La Legge n. 205 del 27/12/2017 c.d. Legge di Bilancio 2018, modificando parzialmente il testo dell’art. 2751- bis. n. 2 c.c. introduce un’importante novità in tema di crediti professionali che interessa sia i professionisti, creditori di una procedura concorsuale, che gli stessi organi delle procedure chiamati a valutare i crediti professionali insinuati nello stato passivo.

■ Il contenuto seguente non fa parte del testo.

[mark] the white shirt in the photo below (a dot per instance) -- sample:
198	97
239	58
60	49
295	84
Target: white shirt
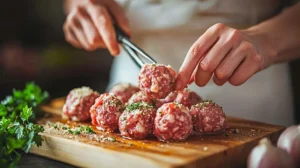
166	29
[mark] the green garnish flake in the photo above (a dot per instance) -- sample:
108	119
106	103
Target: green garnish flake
89	130
77	132
138	105
235	131
112	139
80	128
18	132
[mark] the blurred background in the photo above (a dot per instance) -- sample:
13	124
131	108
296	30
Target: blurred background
32	48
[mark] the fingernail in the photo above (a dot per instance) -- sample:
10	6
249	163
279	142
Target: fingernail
178	85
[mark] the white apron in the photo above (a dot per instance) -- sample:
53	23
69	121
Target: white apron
166	29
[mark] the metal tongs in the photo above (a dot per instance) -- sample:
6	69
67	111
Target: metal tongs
133	50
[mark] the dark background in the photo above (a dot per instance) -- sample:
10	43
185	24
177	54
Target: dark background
32	48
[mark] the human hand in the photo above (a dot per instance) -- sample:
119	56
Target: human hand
90	25
228	54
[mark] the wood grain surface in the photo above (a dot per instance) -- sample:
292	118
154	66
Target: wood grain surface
228	149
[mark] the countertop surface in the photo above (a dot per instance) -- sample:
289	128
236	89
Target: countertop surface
32	161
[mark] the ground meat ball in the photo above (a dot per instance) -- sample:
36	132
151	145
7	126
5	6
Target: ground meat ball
156	80
173	122
124	91
188	98
208	118
141	97
78	104
136	122
106	111
170	98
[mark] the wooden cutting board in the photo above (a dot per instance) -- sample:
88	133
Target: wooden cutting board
229	149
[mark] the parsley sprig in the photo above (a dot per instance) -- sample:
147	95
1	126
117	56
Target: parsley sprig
17	129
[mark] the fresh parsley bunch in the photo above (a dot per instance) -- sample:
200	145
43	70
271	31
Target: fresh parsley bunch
17	129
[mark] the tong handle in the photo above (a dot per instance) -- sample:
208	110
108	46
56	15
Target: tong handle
120	33
131	48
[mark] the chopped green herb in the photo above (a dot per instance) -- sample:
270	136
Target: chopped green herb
76	132
235	131
89	130
113	139
80	128
17	129
133	106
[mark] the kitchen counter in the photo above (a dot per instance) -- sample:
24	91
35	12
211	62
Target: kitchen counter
32	161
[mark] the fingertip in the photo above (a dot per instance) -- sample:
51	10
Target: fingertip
178	85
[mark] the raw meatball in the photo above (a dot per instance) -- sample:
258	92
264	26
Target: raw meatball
208	118
78	104
173	122
156	80
170	98
136	122
124	91
141	97
187	98
106	111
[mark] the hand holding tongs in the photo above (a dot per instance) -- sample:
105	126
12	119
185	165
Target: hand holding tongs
132	49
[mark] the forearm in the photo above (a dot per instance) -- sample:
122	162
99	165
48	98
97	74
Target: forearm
280	35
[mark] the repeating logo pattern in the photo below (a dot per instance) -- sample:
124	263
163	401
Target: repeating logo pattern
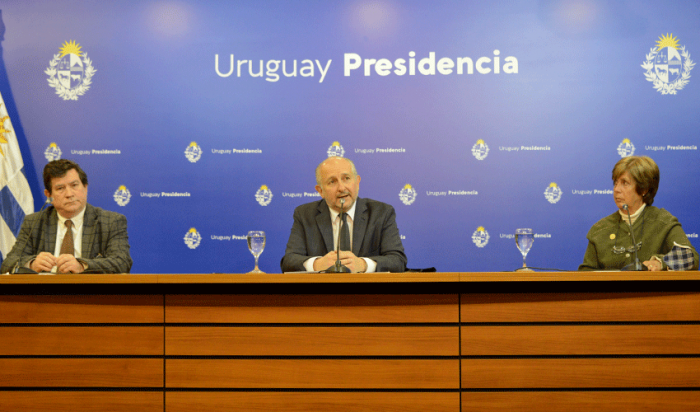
480	237
3	131
263	196
70	71
336	150
553	193
53	152
480	150
122	196
668	66
193	152
193	238
626	148
408	195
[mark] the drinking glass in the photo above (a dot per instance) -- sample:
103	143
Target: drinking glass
256	244
524	238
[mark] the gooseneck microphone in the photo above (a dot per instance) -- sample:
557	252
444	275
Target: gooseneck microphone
337	267
21	270
637	264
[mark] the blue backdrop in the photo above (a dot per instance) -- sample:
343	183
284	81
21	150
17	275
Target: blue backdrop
200	121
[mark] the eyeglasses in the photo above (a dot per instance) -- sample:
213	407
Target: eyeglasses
618	250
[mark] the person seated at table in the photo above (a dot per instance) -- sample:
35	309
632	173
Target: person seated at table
71	235
372	243
659	236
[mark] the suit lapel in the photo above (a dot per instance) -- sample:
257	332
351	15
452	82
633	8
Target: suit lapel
323	220
51	231
359	226
89	219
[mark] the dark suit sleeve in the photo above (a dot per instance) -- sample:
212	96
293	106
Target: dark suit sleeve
387	248
297	252
110	251
30	250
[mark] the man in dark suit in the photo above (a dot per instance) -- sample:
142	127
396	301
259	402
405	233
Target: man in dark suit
71	236
374	236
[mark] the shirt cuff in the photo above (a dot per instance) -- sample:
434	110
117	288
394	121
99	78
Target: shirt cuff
309	264
371	265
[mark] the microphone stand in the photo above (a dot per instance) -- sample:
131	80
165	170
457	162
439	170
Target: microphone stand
337	267
637	264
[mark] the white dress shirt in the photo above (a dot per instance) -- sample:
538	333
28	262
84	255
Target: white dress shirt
335	219
77	235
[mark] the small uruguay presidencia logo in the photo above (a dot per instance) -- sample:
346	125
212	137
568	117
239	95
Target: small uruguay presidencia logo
553	193
193	152
122	196
336	150
480	150
70	71
480	237
626	148
263	196
667	66
3	132
193	238
408	195
53	152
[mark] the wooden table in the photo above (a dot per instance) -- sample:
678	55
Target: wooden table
560	341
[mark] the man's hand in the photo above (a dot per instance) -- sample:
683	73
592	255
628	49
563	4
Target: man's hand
653	265
325	262
69	264
347	259
352	262
43	262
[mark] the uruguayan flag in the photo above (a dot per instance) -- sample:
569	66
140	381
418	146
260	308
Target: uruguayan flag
16	199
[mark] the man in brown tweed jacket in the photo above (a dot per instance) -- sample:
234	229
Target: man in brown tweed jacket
71	236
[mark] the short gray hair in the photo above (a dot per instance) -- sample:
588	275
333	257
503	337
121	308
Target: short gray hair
318	168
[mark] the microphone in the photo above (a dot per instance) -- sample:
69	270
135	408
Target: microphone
337	267
21	270
637	264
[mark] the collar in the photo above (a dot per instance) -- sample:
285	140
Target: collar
350	212
634	215
77	219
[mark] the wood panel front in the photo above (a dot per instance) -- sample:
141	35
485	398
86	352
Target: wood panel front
313	341
81	340
581	373
589	401
311	308
313	373
77	401
81	309
312	401
581	340
96	373
580	307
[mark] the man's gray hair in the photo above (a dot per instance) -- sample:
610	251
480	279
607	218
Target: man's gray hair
318	168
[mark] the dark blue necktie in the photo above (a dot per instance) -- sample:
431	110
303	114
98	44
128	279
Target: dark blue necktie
344	233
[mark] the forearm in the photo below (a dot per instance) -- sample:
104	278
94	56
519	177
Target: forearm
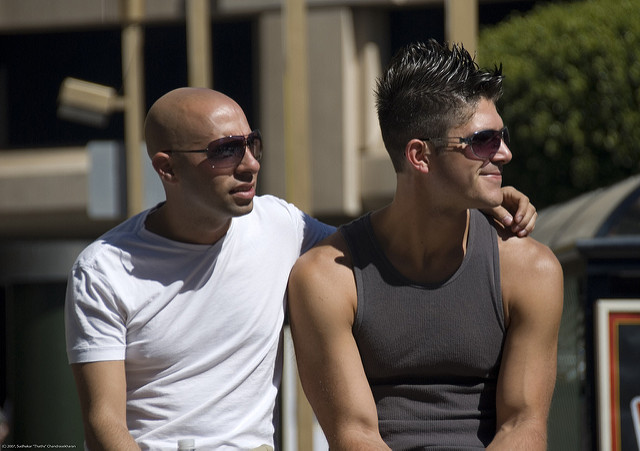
358	441
104	434
525	436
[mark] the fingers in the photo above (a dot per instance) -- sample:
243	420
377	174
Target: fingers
524	214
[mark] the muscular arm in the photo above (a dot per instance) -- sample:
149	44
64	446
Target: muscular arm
532	290
322	300
102	390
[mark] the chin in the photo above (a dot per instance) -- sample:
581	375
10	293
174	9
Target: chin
245	209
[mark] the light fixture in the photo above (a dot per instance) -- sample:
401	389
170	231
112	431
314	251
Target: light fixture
87	103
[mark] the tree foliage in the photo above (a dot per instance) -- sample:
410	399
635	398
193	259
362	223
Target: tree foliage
572	95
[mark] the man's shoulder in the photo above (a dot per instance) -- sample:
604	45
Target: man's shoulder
524	251
326	258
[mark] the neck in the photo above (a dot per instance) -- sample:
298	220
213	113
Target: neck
425	244
184	227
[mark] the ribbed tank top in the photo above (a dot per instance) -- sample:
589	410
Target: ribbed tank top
431	352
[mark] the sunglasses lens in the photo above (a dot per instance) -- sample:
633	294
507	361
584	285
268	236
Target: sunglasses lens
254	141
226	152
485	144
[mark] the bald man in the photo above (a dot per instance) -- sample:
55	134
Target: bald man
174	317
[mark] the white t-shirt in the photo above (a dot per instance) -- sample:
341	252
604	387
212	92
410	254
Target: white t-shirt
198	326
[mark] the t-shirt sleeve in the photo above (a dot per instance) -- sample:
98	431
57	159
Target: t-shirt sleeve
95	327
314	231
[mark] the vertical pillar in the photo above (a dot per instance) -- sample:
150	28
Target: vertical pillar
296	106
132	12
199	43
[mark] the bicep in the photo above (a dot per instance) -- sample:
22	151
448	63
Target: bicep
321	309
528	368
103	396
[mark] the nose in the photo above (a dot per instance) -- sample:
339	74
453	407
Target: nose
503	154
249	163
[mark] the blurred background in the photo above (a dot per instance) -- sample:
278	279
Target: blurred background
77	76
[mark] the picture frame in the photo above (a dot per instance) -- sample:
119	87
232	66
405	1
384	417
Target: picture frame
618	373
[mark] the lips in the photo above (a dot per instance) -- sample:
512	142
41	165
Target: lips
247	191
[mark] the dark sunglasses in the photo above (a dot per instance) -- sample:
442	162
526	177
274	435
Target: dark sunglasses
484	144
229	151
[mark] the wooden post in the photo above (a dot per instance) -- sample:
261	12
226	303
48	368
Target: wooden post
132	12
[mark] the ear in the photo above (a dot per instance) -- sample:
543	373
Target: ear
417	153
163	165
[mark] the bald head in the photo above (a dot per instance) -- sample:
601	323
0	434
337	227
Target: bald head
188	117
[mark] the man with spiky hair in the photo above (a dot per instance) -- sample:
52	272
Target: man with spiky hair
426	324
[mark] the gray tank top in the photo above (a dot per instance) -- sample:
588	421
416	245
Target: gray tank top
431	352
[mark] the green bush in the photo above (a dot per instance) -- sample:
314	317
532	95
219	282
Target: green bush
572	95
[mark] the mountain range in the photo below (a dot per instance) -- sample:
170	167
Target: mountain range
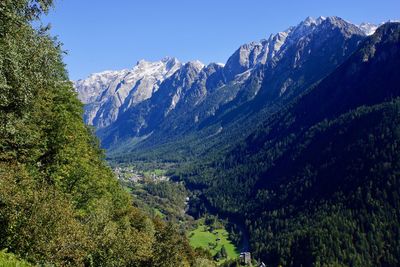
158	101
296	138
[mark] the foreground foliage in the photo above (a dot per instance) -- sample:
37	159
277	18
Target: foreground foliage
59	201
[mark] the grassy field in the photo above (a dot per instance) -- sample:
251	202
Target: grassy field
213	241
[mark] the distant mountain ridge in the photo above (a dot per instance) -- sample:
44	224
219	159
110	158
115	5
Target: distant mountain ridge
153	96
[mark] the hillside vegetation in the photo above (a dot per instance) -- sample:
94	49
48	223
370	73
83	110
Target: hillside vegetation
60	203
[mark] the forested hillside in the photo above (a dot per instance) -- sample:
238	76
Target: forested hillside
317	183
60	204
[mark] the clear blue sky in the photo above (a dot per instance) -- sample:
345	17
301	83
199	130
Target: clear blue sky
102	34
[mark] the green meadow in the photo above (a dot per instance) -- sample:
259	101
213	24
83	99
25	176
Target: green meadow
213	241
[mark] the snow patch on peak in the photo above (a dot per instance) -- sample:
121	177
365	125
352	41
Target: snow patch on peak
368	28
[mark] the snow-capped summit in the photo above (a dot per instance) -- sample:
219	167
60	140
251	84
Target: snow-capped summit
368	28
107	93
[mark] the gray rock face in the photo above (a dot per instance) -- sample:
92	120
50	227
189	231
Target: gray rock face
166	98
110	93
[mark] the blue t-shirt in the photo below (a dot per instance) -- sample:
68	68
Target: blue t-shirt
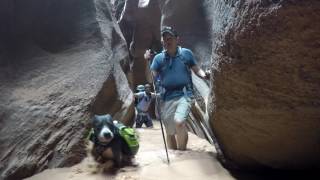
144	101
174	71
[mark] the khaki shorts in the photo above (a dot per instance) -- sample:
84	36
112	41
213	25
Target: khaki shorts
175	111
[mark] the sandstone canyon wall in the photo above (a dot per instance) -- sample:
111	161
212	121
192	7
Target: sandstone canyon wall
60	62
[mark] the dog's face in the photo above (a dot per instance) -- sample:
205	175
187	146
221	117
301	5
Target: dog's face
104	128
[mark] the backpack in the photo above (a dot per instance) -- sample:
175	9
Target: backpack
144	102
130	136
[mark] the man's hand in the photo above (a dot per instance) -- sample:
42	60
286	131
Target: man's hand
207	74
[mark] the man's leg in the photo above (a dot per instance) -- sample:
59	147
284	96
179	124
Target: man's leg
171	141
182	136
167	115
148	121
180	118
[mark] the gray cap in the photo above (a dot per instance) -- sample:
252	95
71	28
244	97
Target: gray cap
170	30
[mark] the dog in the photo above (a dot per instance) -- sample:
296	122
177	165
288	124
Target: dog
108	144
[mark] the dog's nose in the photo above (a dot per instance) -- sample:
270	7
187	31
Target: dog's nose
107	135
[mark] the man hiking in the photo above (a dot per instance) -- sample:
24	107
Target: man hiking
173	65
144	97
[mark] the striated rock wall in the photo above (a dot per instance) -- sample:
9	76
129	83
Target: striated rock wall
264	87
265	106
60	62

Il comma n. 474 della legge di bilancio, infatti, modifica così l’art. 2751- bis. n. 2 c.c.:
Hanno privilegio generale sui mobili i crediti riguardanti: 2) le retribuzioni dei professionisti e di ogni altro prestatore d’opera dovute per gli ultimi due anni di prestazione compresi il contributo integrativo da versare alla rispettiva cassa di previdenza ed assistenza e il credito di rivalsa per l’imposta sul valore aggiunto”.
In poche parole viene introdotta la frase “compresi il contributo integrativo da versare alla rispettiva cassa di previdenza ed assistenza e il credito di rivalsa per l’imposta sul valore aggiunto”.

Ma che significa?
Significa che d’ora in avanti tutti i professionisti o prestatori d’opera che godono del privilegio ex art. 2751- bis n. 2 c.c. avranno diritto ad essere ammessi al passivo in privilegio non più solo per gli importi relativi alle proprie retribuzioni ma anche per le somme relative al contributo previdenziale e all’IVA, trattamento, questo riservato in precedenza solo alla categoria dei commercialisti.

Al di là del contributo previdenziale, va notato come il legislatore abbia mutato il privilegio speciale IVA in privilegio generale, superando di fatto tutte le problematiche che si ponevano circa l’esistenza o meno dei beni gravati.